At the register in a retail store. In a restaurant. While booking travel. You have to decide whether to pay cash via a debit card or put it on a credit card. Some people with more than enough cash on hand to pay the expenses still turn to credit cards. 

Having a cash balance to stare at makes them feel cash-secure. Parting with it to make a big purchase (even if it’s only, say, $100) makes them feel cash-insecure. So they tell themselves they’ll charge it and pay the balance in full within 30 days. After they get paid. Often, this full payoff doesn’t happen, and credit card debt piles up. 

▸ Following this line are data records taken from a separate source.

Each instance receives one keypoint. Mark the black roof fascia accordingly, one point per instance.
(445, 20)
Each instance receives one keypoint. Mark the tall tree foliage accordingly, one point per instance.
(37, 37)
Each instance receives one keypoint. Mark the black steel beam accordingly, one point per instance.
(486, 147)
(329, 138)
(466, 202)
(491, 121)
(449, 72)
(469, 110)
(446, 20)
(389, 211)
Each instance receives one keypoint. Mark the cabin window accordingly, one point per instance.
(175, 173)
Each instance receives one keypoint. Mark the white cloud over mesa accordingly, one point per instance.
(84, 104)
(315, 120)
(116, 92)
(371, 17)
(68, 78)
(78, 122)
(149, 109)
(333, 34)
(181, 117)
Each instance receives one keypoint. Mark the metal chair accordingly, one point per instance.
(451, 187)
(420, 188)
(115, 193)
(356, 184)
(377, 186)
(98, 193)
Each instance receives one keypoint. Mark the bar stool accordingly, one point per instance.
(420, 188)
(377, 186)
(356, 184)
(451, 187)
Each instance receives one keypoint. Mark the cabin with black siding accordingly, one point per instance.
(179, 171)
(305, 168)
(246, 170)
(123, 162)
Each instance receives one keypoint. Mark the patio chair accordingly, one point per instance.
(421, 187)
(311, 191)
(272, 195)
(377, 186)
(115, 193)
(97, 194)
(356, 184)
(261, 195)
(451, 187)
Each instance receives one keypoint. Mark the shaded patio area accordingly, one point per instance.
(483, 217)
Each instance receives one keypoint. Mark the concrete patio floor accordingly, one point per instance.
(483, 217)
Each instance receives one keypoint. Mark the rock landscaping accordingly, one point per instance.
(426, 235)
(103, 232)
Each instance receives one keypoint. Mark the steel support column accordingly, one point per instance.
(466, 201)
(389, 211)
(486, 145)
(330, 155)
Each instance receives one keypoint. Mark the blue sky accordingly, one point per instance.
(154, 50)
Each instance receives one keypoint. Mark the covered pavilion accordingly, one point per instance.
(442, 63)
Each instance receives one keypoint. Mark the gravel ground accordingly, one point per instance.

But what’s the point of having ample savings if you have copious high-interest debt? 

Consider this strategy: Pay cash from your checking or savings. Then, replenish it over a reasonable time frame to pay yourself back. This way, you don’t accumulate debt, and you’re back to being comfortable and cash-secure in no time. 

Same goes for investing. 

Lots of us love buying stocks, but if you’re investing alongside a heavy high-interest debt load, the math simply doesn’t work out. If you’re investing on margin, even worse. 

So eliminate debt and resist the urge to take it on when you’re doing well with money. Pay cash, and if you swipe or tap plastic, make sure it’s a debit card that draws money straight from your checking account. 

The Bottom Line: Companies often go bankrupt for the same reasons individuals do. Frivolous spending. Or spending without much forward-looking thought or prudent oversight. Don’t be Bed Bath & Beyond. Or Sears. Or JCPenney. 

And if you’re going to take a chance on a busted meme stock such as BBBY, make sure you’re doing it from a position of financial strength. Not in an attempt to land a windfall to pay down credit card debt.